The aerobic pit neutralizer takes place on the surface of the pit’s manure-storage level. Solution is applied every four hours for saturation of the ammonia into the aerated solution application.
Gaseous nitrogen is collected in the solution, and then converted to liquid ammonium once every 12 hours.
“This allows us to keep the commodity that is in the manure, rather than losing it,” Juergens says.
The conversion process also eliminates the vapors, enhancing air quality in the facility.
Juergens says the anaerobic pit neutralizer was designed to attack odors and harmful gases at the bottom of the pit.
The neutralizer product is regulated by the number of hogs in the building. Air exiting through pit fans also is treated to further reduce odor.

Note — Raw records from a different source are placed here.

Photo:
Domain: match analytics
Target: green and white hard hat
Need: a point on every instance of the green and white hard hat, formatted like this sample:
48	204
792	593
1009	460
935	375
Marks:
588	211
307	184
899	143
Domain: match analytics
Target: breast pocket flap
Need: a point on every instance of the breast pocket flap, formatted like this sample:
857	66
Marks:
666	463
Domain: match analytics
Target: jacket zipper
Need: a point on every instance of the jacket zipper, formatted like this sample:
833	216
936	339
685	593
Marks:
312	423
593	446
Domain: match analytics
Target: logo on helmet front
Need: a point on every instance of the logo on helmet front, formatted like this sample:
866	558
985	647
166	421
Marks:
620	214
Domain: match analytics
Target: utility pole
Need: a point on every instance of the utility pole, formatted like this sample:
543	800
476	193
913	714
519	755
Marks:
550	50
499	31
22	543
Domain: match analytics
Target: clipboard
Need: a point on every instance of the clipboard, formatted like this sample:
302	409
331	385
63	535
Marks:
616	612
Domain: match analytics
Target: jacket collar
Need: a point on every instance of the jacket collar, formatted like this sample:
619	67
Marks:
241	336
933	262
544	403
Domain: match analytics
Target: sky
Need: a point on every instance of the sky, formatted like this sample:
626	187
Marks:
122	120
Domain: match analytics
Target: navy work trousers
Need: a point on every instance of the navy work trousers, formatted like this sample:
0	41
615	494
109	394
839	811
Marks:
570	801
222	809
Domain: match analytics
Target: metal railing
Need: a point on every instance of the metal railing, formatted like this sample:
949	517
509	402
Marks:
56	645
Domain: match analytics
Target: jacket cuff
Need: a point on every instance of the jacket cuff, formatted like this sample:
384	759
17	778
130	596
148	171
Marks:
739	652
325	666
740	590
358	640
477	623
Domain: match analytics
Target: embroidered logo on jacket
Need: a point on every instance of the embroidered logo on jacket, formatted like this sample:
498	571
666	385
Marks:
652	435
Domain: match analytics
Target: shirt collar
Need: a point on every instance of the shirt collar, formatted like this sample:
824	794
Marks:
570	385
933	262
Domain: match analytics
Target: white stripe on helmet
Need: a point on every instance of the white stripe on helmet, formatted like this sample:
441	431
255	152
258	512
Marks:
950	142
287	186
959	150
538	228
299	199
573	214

Juergens says the atomization system uses a system of pipes that run the length of the building.
“Valves are installed every 5 to 10 feet for misting the solutions into the air,” he says.
“This solution neutralizes ammonia and collects particulate matter, allowing it to settle to the floor and pit area. The ammonia is converted to ammonium.”
Juergens says the system comes with a price, but he feels the investment is well worth it.
“The pigs are healthier, and people seem to have better attitudes when they are working the buildings.”
Average daily gain has improved, reducing feed costs, he says. Death loss and medication costs are also lower.
The site’s results have been evaluated through Iowa State University and the NRCS.